Scosse la testa e spostò entrambe le mani sulla sua nuca, come in un disperato gesto di liberarsi dai suoi demoni interiori. Il suo cuore batteva furiosamente, e lui non riusciva a capire perché il battito aumentava solo quando il suo cervello gli rimandava quel ricordo, a quel poco che rimembrava di una voce, prettamente femminile, che gli sussurrava, con la voce tremante, forse per la rabbia ed il dolore, due parole. Ti Amo.


"Avevo una vita prima di tutto questo? Perché non ricordo niente? Avevo una famiglia? Un lavoro? Amavo qualcuno?"


-Finalmente ti sei svegliato- una voce roca lo risvegliò dalle sue riflessioni. Sulla soglia di quella camera, un uomo di bassa statura, dalla barba grigia e gli occhi a mandorla, si avvicinò a lui, e non era solo: una strana creatura dalle sembianze di una tartaruga fluttuava nell'aria ed accompagnava l'anziano. Il ragazzo si appiccicò ancor di più con il busto al muro e si portò una mano al cuore, ma le sue dita, al posto di incontrare la pelle calda del suo petto, toccarono una superficie ruvida. Abbassò lo sguardo e rimase stupefatto alla vista del busto coperto da bende candide come le vesti di un angelo.

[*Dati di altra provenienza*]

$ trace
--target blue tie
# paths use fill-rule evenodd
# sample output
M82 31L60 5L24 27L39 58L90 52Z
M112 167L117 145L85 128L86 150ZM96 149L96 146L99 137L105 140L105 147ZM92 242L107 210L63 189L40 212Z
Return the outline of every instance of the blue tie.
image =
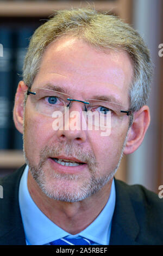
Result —
M63 237L50 242L51 245L91 245L92 241L86 238Z

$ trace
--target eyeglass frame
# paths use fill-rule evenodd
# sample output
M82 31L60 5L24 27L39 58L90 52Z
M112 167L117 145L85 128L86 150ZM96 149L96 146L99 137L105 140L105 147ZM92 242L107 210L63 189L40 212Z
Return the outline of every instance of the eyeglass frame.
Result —
M35 93L34 92L31 92L30 90L27 90L27 95L29 95L29 94L33 94L33 95L36 95L36 93ZM84 106L85 106L84 111L86 111L86 112L87 112L87 108L85 106L85 104L90 104L90 103L88 102L84 101L79 100L76 100L74 99L67 98L67 100L70 101L70 103L67 105L67 107L70 107L70 105L72 101L77 101L77 102L82 102L84 104ZM121 113L126 113L127 115L130 115L131 113L131 110L128 110L128 111L121 110L120 112Z

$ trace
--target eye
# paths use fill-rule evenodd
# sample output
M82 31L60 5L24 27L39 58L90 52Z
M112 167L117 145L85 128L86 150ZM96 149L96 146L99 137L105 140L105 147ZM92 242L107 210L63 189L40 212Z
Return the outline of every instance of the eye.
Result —
M109 108L107 108L105 107L99 107L99 111L102 112L103 114L107 114L109 111L110 111L110 109Z
M47 97L47 99L49 104L55 104L57 101L57 97L55 96Z

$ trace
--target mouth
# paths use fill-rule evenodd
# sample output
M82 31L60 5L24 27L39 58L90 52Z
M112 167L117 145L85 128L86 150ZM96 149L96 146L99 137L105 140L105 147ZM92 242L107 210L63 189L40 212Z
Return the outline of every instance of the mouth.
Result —
M85 163L79 161L78 160L73 159L58 159L55 157L51 157L51 159L55 162L56 163L61 164L64 166L78 166L80 165L85 164Z

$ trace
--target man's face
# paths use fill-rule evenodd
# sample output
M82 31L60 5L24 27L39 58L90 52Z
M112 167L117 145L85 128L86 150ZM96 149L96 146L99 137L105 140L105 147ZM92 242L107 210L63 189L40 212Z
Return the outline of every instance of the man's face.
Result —
M127 53L108 50L106 54L67 36L52 43L44 53L31 91L51 84L64 88L72 99L82 101L95 95L112 96L127 110L132 75ZM75 202L102 187L107 190L109 182L105 184L112 180L122 155L128 117L121 117L108 137L102 136L99 130L54 131L53 118L36 111L30 97L26 106L24 150L42 191L54 199ZM82 113L83 107L83 103L73 102L70 113ZM70 119L70 123L72 121ZM67 166L54 159L84 164Z

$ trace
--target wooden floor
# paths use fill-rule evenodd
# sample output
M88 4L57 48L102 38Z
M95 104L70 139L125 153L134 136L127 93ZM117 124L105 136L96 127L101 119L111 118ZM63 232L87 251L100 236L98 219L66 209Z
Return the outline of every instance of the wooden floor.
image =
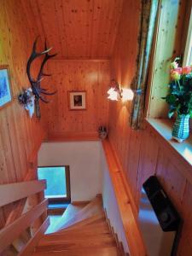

-Cosa mi è successo? Perché sono qui?- cercò lo sguardo dell'uomo che ricambiò con determinazione quell'espressione confusa. Aveva ragione ad essere così curioso, voglioso di sapere perché si trovava in un luogo che non riconosceva. Sperava che i suoi ricordi si sarebbero aperti non appena gli avrebbe raccontato della sua vita e soddisfatto le sue curiosità.


-Sei a casa mia, nella camera degli ospiti. Ti ricordi di me?- domandò mentre si sedeva sulla sedia a dondolo a fianco al letto ed accoglieva nella mano la tartaruga volante.


-Io… io non ricordo niente- confessò il giovane, e chiuse gli occhi. -Per favore, mi può dire cosa è accaduto?-


-Allora, io sono il maestro Fu e lui è il mio Kwami Wayzz. Ora ti dirò tutto, stai tranquillo, ma prima vorrei chiederti se ti ricordi come ti chiami-


Il ragazzo rispose a malapena. -Se ricordo bene, mi chiamo Adrien Agreste- Il maestro annuì e prese fiato. Sottoposto allo sguardo impaziente del giovane, iniziò a raccontare.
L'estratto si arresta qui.